UM Data Science Research Seminar with Law & Tech Lab
The UM Data Science Research Seminar Series are monthly sessions organized by the Institute of Data Science, in collaboration with different departments across UM. The aim of these sessions is to bring together scientists from all over Maastricht University to discuss breakthroughs and research topics related to Data Science. This seminar is organized in collaboration with the Law & Tech Lab.

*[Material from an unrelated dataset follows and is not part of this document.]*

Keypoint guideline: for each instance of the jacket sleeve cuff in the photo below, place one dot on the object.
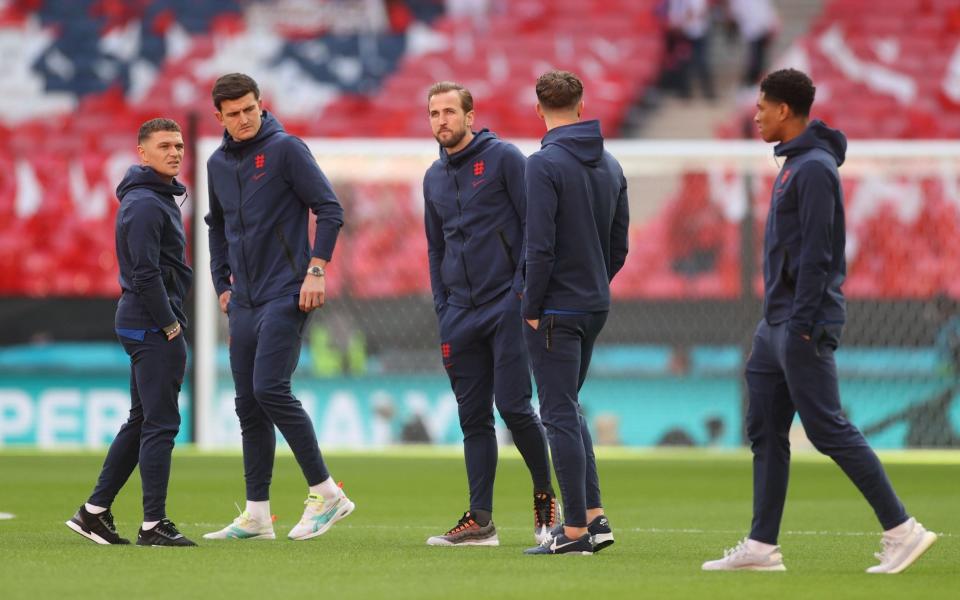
(325, 241)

All events are in-person and free of charge. We also offer participants a FREE lunch.
Time: 12:00 - 12:30
Speaker: Antoine Louis
Title: AI for Law: Bridging the Gap between People and the Law with Language Models
Abstract: While becoming increasingly available online, the law remains challenging to search, investigate, and understand from an average citizen's perspective. This barrier to accessing legal information creates a clear imbalance within the legal system, preventing the right to equal access to justice for all. Our research project aims to investigate the use of neural language models to address the problem of ad-hoc legal information retrieval, i.e., returning relevant legal resources related to a short user query formulated in natural language. By developing practical and reliable models that assist people with their legal questions, we intend to bridge the gap between citizens and the law.
Time: 12:30 - 13:00
Speaker: Hellen van der Kroef
Title: Law, Language and Legal Tech: a New Approach for the European Union
Abstract: The European Union is considered the most complex multilingual organisation worldwide, with 24 official legislative languages. Directives, a subset of EU law, set out a goal to be accomplished but do not directly apply. Each Member State has to adopt its own legislation in order to comply with the directive in a process called transposition. While legal outcomes should be identical, this is far from always the case. This research project aims to get to the bottom of the role of language in transposition, and how non-compliance could be detected through automated approaches using natural language processing.